Linda Eaton is the Director of Collections and Senior Curator of Textiles at Winterthur Museum in Winterthur, Delaware. Linda came to the museum as a conservator nearly 20 years ago, having first trained and worked in Europe. For this curator, the object does not stand apart from its story--the two are woven together.

She said she was hard-pressed to choose three favorite items from Winterthur's collections, but admitted she is "still massively in love with the Mary Remington quilt." Described in her book Quilts in a Material World, Selections from the Winterthur Collection, this 1815 quilt and bed hangings, all in purest white, open an extraordinary window onto the past. Mary Remington was the daughter of an affluent family in Warwick, Rhode Island, and stitched into this quilt is her love and doubt around suitor Peleg Congdon. A remarkable series of letters in Mary's hand chronicle their long courtship and short marriage. Sadly, she died not long after the birth of their second child. Their marriage does not sound like a happy one, but in the quilt and companion pieces she made, Mary Remington created something rare and beautiful. The curator says her quilt is the only American one yet discovered that bears a quilted coat of arms in the center of the design.

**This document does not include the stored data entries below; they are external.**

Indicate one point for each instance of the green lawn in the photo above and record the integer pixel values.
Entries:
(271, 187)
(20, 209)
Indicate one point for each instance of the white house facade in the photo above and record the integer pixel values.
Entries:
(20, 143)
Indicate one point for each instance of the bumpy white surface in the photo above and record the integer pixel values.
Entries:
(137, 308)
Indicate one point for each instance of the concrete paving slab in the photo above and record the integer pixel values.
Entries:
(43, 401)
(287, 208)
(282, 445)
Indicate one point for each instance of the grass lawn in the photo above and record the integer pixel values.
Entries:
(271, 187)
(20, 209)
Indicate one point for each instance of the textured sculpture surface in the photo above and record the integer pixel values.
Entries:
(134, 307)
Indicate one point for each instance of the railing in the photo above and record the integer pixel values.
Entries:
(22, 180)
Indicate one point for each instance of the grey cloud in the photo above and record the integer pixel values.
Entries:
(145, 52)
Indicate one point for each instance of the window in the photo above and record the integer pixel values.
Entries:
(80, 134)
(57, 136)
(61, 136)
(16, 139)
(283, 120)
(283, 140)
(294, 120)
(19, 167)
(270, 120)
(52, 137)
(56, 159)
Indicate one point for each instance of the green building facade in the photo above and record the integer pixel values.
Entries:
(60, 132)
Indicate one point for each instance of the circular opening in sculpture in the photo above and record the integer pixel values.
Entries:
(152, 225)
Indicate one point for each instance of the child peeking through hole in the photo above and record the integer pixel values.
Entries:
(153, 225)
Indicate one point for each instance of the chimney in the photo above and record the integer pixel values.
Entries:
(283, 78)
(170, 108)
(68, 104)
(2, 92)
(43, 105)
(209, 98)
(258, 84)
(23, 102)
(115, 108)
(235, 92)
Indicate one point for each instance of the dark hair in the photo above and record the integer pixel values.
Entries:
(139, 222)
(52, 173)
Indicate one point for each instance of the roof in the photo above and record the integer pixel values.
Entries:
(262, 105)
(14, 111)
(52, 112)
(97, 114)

Another favorite object is this indigo-resist printed whole cloth quilt, so named "resist" for the method used to dye the cloth. One of fifty different resist-dyed quilts in the museum's collection, Linda says she loves this fabric, which is very similar to one in a painting by Matisse called "Pansies." In the design of the Winterthur fabric, she sees a connection to the bold shapes and designs of Raoul Dufy, and a deep connection between a traditional design and modernism.

For her third favorite object, Linda chose two needlework pieces recently purchased by the museum. Executed during the first half of the 19th century in a style known as "Berlin woolwork," both pieces were stitched by young African American women as part of their schoolwork. "This is an important story that is rarely told," Linda said. "Without the names of their makers and the schools they attended, there [would have been no way] to tell whether they were worked by young girls of color." Rachel Ann Lee, who stitched her embroidery in July 1846 at a school run by the Oblate Sisters of Providence in Baltimore, was the daughter of a laundress (above, right).

Olevia Rebecca Parker stitched her project in 1852 at the Lombard Street School in Philadelphia (below, left). "Clearly education was very important to her and her family," Linda says. "Her son, who became a dentist, was the first African American to graduate from the University of Pennsylvania."
All images courtesy of the Winterthur Museum & Country Estate.